Employees Key To Restoring Customer Experience To Pre-Pandemic Levels

As the pandemic rages and wanes and rages again, most Americans are under a level of stress and anxiety completely foreign to anything they’ve ever experienced.

Living in a constant state of anxiety also colors our perception of the world and our interactions with individuals in unforeseen ways, and that encompasses retail environments. The percentage of consumers who report having an experience that met or exceeded their expectation declined across three key dimensions over the course of a month, according to our recent study.

Only 62% of consumers reported a positive experience with associate helpfulness (down 6%); 66% reported a positive experience with associate friendliness (down 5%); and 70% reported a positive experience with store cleanliness (also down 5%).

It makes sense that some store associates are responding in less friendly or helpful ways, since they work under stressful circumstances. Many are battling their own fears and anxiety about potential exposure to COVID-19 while at work, and it follows that they’re less likely to seek out customers to assist. The more people they interact with, the greater the risk of contracting the virus and bringing it home to their families.

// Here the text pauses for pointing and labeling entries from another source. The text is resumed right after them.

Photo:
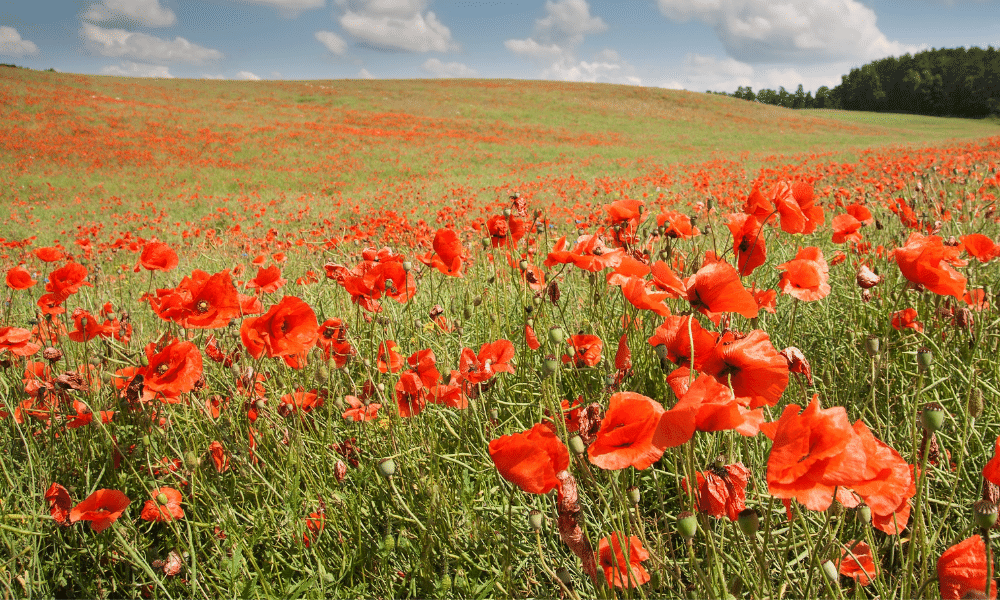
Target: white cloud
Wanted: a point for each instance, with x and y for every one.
(11, 43)
(290, 8)
(119, 43)
(396, 25)
(440, 69)
(147, 13)
(132, 69)
(333, 42)
(763, 31)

Meanwhile, retailers in parts of the country with declining infection rates may perceive the rigorous COVID-19 cleaning practices that some people expect to no longer be necessary, which helps explain the disconnect between expectations and actual conditions.

To improve customer experience during this time of rapid change and unprecedented fluidity, soliciting customer feedback after each transaction is key — but providing an empathetic and responsive environment for employees is equally important. Here are four areas to focus on:

Take action to improve less-than-ideal working conditions. Communicate the changes, and then proactively follow up with employees to make sure they’re producing the intended effect.

Hold team meetings at the start of each shift. Allow employees to freely express their emotions. Understand the emotional ride they’re experiencing while at work, and their overall response to present conditions.

Provide a suggestion box or email address for those who don’t feel comfortable expressing their thoughts publicly.

Consistently measure employee experience if you aren’t already. Ask your employees for the same feedback you solicit from customers, and then analyze the results with an eye to themes and a depth of understanding. Identifying commonalities in positive and negative performance along your customer journey and employee interactions will benefit customer loyalty, employee morale and your bottom line.

While the decline in customer experience is troubling, it’s not too late to reverse the trend, and the larger focus should be on getting everyone from corporate executives and managers to store associates and consumers to practice empathy. When retail environments feel like calming, supportive places, people will be happier to go there and spend money.